From 1922 to 1923 he was Labor and Social Protection Minister, and Justice Minister from 1923 to 1926. In that capacity, he pushed through a number of laws; among the subjects these dealt with were acquisition and loss of Romanian citizenship; combating offenses against public order; simplifying legal procedures for speedier trials; reorganizing courts, particularly in the territories acquired at the end of the war; restricting firearm ownership; simplifying procedures for heirs of those killed in action during the war; reforming the High Court of Cassation and Justice; and setting up a Legislative Council—the last two in pursuance of the new 1923 Constitution. The citizenship law allowed for the naturalization of Jews, which made Mârzescu a leading target for assassination by far right activist Corneliu Zelea Codreanu and his allies.

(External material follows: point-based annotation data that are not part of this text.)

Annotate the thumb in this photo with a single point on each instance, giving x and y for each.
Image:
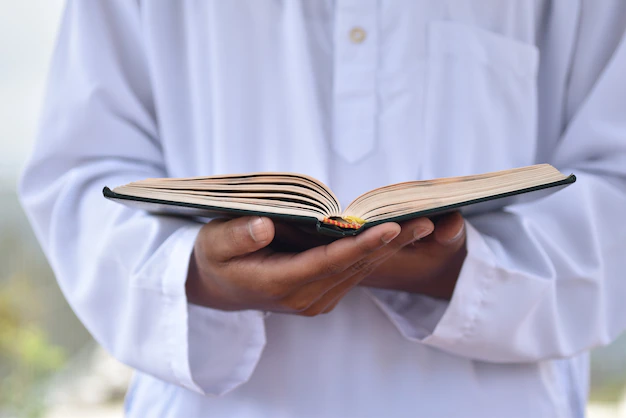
(227, 239)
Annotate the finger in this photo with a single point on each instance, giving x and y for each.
(450, 231)
(311, 295)
(224, 240)
(335, 258)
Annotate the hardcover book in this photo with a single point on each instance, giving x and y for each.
(300, 198)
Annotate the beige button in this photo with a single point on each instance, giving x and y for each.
(357, 35)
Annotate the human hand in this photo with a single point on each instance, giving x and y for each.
(430, 265)
(233, 268)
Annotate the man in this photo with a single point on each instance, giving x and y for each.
(488, 316)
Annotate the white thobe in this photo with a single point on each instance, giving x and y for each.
(359, 94)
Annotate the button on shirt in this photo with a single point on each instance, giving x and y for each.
(358, 94)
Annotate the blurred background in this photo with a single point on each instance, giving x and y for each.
(49, 365)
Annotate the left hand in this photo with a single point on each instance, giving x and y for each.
(429, 266)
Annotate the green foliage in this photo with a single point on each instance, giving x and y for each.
(27, 358)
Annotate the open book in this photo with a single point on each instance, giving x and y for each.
(297, 197)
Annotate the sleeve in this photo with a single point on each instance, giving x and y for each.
(546, 279)
(123, 271)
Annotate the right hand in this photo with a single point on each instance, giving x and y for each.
(232, 267)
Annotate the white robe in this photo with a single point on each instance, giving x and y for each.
(424, 89)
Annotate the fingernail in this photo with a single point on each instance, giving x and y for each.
(420, 233)
(458, 234)
(257, 229)
(389, 236)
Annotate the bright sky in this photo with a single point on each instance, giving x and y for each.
(27, 34)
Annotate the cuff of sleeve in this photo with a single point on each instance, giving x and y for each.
(210, 351)
(437, 322)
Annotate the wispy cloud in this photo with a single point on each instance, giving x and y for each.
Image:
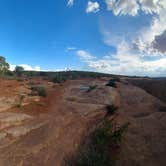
(70, 3)
(70, 49)
(26, 67)
(84, 55)
(92, 7)
(127, 63)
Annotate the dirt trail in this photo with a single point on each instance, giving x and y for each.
(48, 137)
(145, 141)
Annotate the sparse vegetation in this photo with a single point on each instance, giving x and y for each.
(58, 79)
(111, 109)
(19, 71)
(92, 87)
(72, 99)
(39, 90)
(20, 100)
(97, 150)
(4, 66)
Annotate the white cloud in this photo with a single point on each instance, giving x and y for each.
(92, 7)
(84, 55)
(70, 3)
(71, 49)
(123, 7)
(131, 7)
(127, 63)
(26, 67)
(147, 36)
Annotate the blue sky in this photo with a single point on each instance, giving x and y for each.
(105, 35)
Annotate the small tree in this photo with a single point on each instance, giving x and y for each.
(18, 70)
(4, 66)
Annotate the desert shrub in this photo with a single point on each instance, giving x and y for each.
(92, 87)
(58, 79)
(72, 99)
(111, 83)
(97, 151)
(20, 79)
(39, 90)
(111, 109)
(19, 71)
(162, 108)
(20, 100)
(116, 78)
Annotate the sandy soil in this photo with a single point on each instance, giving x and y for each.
(145, 141)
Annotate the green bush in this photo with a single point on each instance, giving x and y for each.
(92, 87)
(111, 109)
(97, 151)
(58, 79)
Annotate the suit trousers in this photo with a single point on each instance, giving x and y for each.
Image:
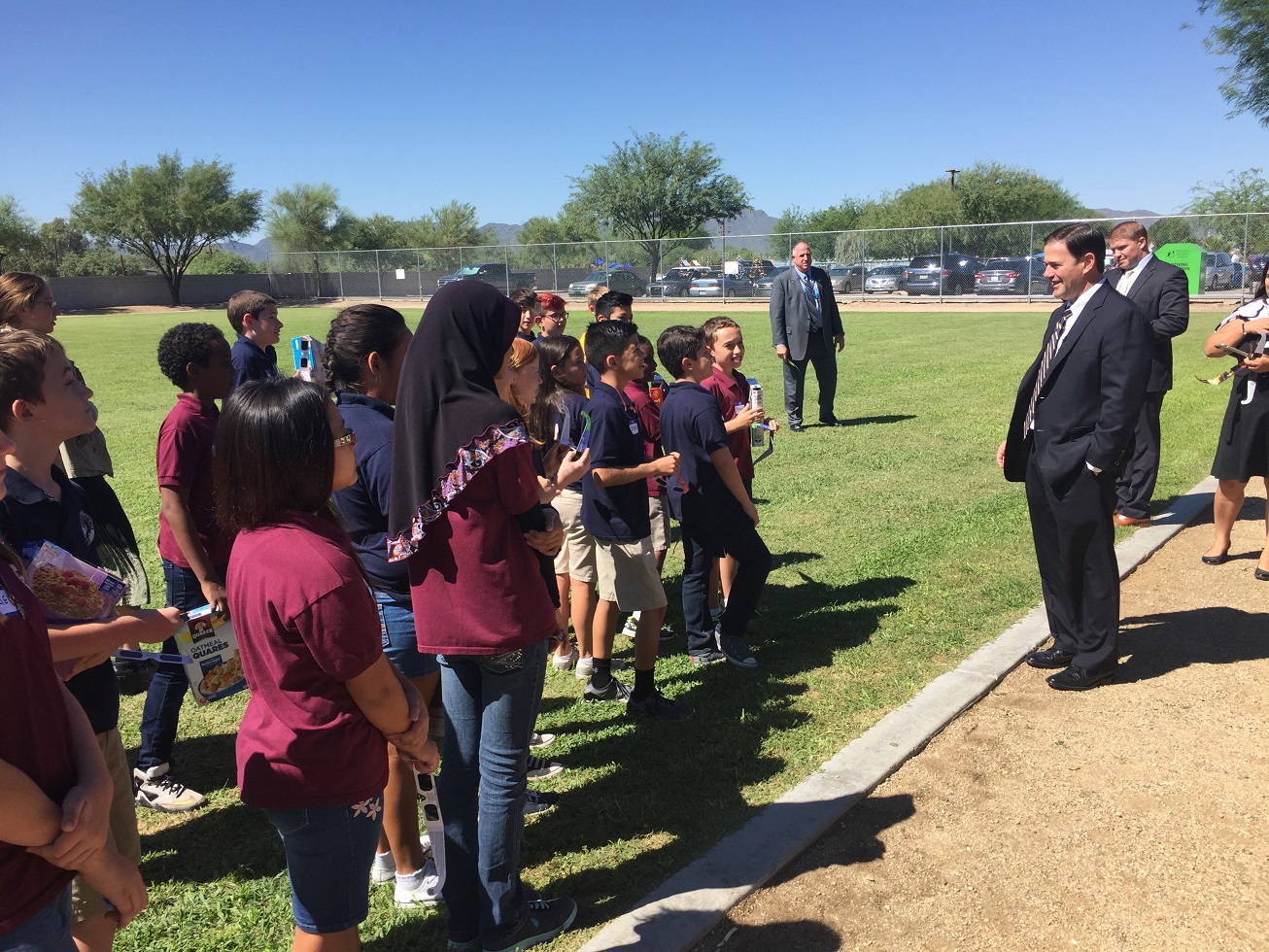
(1136, 484)
(1078, 569)
(819, 355)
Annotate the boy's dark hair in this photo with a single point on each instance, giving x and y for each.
(273, 452)
(606, 339)
(1081, 239)
(186, 344)
(357, 333)
(713, 325)
(678, 343)
(23, 358)
(552, 352)
(245, 302)
(609, 302)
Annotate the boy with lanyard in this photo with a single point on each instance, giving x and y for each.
(614, 512)
(709, 501)
(42, 404)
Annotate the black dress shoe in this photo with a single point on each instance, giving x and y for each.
(1052, 658)
(1078, 678)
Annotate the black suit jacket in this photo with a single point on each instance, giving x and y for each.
(1091, 397)
(1161, 290)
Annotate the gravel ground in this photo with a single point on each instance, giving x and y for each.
(1131, 816)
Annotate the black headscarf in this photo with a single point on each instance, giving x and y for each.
(449, 421)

Finally, Mârzescu championed a proposal that became known as the "Mârzescu Law", adopted in February 1924, that banned "extremist" parties and organizations. The law targeted the Romanian Communist Party (PCdR), which was banned that April. It was motivated by an increased activity of the party and its support for self-determination to the point of secession of Bessarabia, Dobruja and Transylvania. The law, which effectively reduced the Communist group to a base of committed activists, was advocated by all the major political forces, ever since the party had publicized its pro-Comintern platform.

He died of a serious illness in 1926 in Bucharest; at the time, he was president of the Iași PNL chapter. He had two daughters and a son, and was buried alongside his father in the Eternitatea cemetery. A primary school in Iași bears his name.